I was impressed recently when my sister-in-law calmed my niece after she hurt herself on a sharp piece of plastic by punishing the 'bad' piece of plastic. But then my niece is only three. Punishing the 'bad' car is to remain within the ideological framework of commodity fetishism.

So when Doug says, tellingly,
>every other vehicle becomes an enemy,
he should ask himself why it is that he sees other people as reducible to their vehicles.

In message <l03130323b17661c4b0b3@[166.84.250.86]>, Doug Henwood <dhenwood at panix.com> writes
>it's just not that easy to get by in the U.S. without a driver's
>license


> I've
>been driving rented cars a bit since I got the license last summer, and it
>really strikes me now just how exhausting and rage-producing driving is.
>Hurtling along in your sealed vessel, every other vehicle becomes an enemy,
>someone who might steal a parking spot or smash head on into you.
In message <3.0.1.32.19980506145850.00a317e4 at jhuvms.hcf.jhu.edu>, Wojtek Sokolowski <sokol at jhu.edu> writes
>Since Baltimore, unlike London or New York, is but a
>huge suburb (except dilapidated), driving is a sad necessity. And that is
>precisely what pisses me off about cars -- our so called 'elected
>representatives' do everything humanly possible to make you buy one.

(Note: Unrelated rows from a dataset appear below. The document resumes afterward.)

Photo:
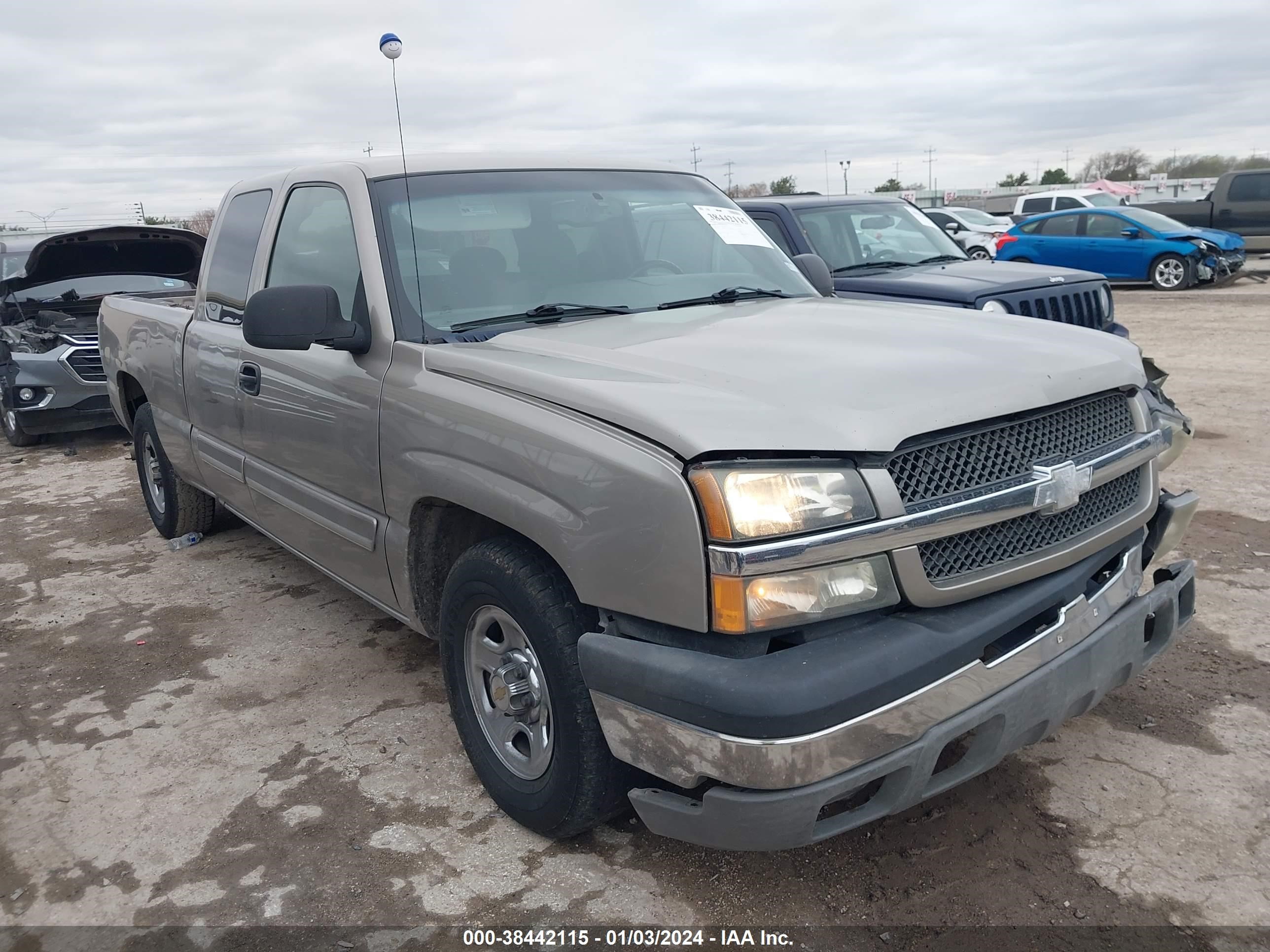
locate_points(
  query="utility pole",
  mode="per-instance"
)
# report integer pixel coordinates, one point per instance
(43, 219)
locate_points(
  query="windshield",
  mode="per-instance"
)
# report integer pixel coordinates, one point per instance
(102, 285)
(973, 216)
(502, 243)
(1152, 220)
(850, 235)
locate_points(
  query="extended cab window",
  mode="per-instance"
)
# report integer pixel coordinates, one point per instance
(316, 244)
(1250, 188)
(233, 253)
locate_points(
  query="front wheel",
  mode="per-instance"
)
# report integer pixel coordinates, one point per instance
(175, 506)
(1170, 273)
(510, 629)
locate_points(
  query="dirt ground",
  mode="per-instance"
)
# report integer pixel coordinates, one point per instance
(221, 737)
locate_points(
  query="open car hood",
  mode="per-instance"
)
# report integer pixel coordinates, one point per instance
(118, 249)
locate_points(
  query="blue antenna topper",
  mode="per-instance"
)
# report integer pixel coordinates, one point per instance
(390, 45)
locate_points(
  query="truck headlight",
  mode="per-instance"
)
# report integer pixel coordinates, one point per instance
(757, 502)
(743, 605)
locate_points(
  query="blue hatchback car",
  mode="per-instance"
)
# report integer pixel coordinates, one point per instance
(1125, 244)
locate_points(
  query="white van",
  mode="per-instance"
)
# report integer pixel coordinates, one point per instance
(1059, 200)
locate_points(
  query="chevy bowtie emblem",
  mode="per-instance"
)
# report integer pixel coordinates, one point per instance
(1062, 486)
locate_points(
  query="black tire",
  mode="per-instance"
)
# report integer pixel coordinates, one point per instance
(1170, 272)
(13, 431)
(175, 506)
(583, 783)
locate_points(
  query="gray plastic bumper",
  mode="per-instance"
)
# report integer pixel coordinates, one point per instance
(1022, 714)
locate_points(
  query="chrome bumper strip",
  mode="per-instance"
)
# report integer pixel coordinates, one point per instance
(685, 754)
(885, 535)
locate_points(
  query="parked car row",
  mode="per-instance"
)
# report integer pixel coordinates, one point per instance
(711, 514)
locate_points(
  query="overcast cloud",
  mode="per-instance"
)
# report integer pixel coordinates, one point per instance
(169, 103)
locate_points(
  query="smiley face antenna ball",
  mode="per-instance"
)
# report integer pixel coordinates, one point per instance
(390, 45)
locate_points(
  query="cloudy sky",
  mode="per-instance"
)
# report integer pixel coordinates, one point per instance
(168, 103)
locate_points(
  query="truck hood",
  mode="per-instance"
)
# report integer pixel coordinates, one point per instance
(802, 376)
(960, 281)
(127, 249)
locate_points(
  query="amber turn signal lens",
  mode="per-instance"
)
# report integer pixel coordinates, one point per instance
(728, 605)
(718, 526)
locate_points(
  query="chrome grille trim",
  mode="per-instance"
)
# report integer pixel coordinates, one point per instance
(915, 528)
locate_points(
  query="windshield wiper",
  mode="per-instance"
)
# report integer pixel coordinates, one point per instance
(544, 314)
(723, 296)
(870, 265)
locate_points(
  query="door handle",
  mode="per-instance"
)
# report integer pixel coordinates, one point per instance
(249, 378)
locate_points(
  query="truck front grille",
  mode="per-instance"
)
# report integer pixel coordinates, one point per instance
(977, 550)
(85, 364)
(1001, 453)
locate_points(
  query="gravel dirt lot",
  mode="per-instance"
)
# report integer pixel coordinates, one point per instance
(279, 752)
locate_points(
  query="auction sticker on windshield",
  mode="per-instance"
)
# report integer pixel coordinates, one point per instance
(733, 226)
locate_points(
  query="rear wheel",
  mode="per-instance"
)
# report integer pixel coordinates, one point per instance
(510, 629)
(175, 506)
(1170, 273)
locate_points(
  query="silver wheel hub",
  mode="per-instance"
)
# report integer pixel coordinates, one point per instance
(508, 692)
(1170, 273)
(153, 474)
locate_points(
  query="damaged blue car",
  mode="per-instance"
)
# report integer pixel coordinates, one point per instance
(1126, 244)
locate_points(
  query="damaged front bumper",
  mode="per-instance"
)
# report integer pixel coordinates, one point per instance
(757, 788)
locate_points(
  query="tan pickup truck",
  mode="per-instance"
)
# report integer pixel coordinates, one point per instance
(694, 535)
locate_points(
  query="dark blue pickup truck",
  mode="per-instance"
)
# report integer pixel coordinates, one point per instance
(885, 248)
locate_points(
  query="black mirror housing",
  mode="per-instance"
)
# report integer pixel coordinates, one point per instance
(817, 272)
(298, 316)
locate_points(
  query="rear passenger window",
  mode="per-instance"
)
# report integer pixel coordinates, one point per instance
(316, 245)
(233, 253)
(1062, 226)
(1250, 188)
(1104, 226)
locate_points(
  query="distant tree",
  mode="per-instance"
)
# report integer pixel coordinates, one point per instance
(200, 221)
(1117, 166)
(784, 186)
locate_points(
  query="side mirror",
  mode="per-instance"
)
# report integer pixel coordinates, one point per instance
(295, 318)
(817, 272)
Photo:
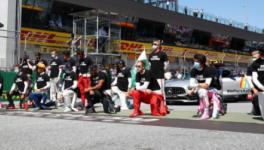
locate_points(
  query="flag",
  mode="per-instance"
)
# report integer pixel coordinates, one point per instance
(244, 83)
(142, 57)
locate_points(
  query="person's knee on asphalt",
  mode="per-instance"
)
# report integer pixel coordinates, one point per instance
(146, 89)
(68, 89)
(202, 79)
(19, 88)
(85, 63)
(122, 83)
(41, 88)
(95, 92)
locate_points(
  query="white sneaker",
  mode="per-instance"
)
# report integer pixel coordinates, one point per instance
(74, 109)
(124, 108)
(67, 109)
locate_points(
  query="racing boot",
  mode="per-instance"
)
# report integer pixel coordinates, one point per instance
(205, 115)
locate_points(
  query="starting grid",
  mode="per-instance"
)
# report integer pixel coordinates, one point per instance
(80, 117)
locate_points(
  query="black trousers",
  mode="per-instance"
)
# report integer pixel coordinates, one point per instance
(10, 99)
(97, 97)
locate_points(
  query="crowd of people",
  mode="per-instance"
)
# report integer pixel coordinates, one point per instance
(62, 82)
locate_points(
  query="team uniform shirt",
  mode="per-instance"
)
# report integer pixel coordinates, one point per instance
(19, 81)
(55, 67)
(147, 76)
(69, 79)
(69, 63)
(258, 66)
(157, 60)
(207, 72)
(122, 79)
(95, 80)
(84, 65)
(25, 68)
(42, 80)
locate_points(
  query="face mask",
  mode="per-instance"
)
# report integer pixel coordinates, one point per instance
(253, 59)
(197, 65)
(154, 47)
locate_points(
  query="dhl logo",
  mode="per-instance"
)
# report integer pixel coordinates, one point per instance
(41, 37)
(58, 39)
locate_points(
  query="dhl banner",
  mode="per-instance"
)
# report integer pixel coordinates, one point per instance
(50, 40)
(44, 38)
(174, 51)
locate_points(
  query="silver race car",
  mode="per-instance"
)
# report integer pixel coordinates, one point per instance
(176, 90)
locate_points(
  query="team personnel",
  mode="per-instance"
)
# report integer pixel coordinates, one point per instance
(202, 80)
(41, 88)
(20, 88)
(55, 70)
(69, 90)
(252, 95)
(258, 77)
(95, 93)
(147, 91)
(68, 61)
(122, 83)
(159, 63)
(84, 75)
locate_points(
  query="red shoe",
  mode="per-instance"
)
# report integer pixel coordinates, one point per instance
(135, 114)
(11, 107)
(26, 106)
(155, 114)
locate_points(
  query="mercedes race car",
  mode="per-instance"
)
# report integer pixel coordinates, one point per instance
(176, 90)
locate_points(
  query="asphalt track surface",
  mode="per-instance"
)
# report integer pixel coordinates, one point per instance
(48, 130)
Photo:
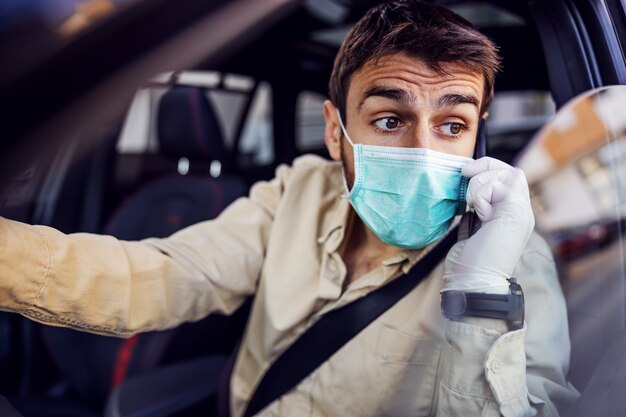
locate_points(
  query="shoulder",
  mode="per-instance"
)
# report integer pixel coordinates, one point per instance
(309, 169)
(536, 271)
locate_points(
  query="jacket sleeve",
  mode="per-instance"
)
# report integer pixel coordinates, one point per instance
(107, 286)
(489, 371)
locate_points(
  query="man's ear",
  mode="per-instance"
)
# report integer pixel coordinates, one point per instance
(332, 131)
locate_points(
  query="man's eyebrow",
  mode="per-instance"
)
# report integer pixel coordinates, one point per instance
(395, 94)
(454, 99)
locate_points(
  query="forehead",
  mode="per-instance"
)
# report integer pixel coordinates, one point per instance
(400, 71)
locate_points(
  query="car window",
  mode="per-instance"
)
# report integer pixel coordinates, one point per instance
(576, 167)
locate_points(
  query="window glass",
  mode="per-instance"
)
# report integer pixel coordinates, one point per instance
(576, 169)
(309, 122)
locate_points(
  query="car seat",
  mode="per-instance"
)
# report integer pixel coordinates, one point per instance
(187, 128)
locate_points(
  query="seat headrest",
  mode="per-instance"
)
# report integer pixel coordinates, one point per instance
(187, 126)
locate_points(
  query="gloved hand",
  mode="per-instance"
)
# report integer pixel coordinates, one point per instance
(499, 194)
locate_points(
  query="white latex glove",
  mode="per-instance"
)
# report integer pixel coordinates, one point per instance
(499, 194)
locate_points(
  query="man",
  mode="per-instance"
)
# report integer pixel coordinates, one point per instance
(409, 88)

>Welcome to the land of choices where, paraphrasing Henry Ford, you can
>chose any means of transportation as long as it is a car.
In message <3550DDF6.98231A97 at ecst.csuchico.edu>, michael <michael at ecst.csuchico.edu> writes
>I only drive when I go somewhere with my wife, usually about 3-5 miles a week.
>Chico is a very nice place for bikes, but less so every day. My typical ride
>is 13.5 miles per day.
>
>I dislike cars and the car culture. Cars have destroyed traditional
>neighborhoods and along with them much potential solidarity.
In message <199805062001.PAA109904 at rs6000.cmp.ilstu.edu>, Carrol Cox <cbcox at rs6000.cmp.ilstu.edu> writes
>in the early 20th century (up almost to the War) even quite small towns
>had street car (trolley car) systems which worked very well. There was a
>great strike of street-car motormen in Bloomington IL in 1917 (Mother
>Jones came to town to support the strike), and I can barely remember in
>the thirties the street car system in my home town of Benton Harbor
>Michigan.
In message <s5508ffe.095 at ci.detroit.mi.us>, Charles Brown <charlesb at CNCL .ci.detroit.mi.us> writes
> Cars as a mass transportation form also
>allow and influence a more scattered and
>thereby more isolated and lonely residential
>pattern.
Yoshie writes
>>I would also like to call attention to the fact that driving car is very
>>much like factory work in one sense: it forces drivers to pay _constant
>>low-grade attention_ to their machines and surroundings so as not to cause
>>accidents. This need to pay constant low-grade attention is very mentally
>>stressful and yet does not require meaningful intellectual engagement. The
>>same need is imposed upon workers inside factories, so they have to put up
>>with the same kind of stress before, during, and after work hours.
Louis Proyect writes
>I personally am convinced that one of the greatest social ills in America
>is loneliness. You can look at a glossy magazine like New York and see
>hundreds of personal ads. Highly successful yuppies can not make
>connections with the opposite or same-sex. This is related to the
>atomization of the modern urban milieu. Even in the case of people who are
>in long-term relationships, the loneliness can exist, or even be greater.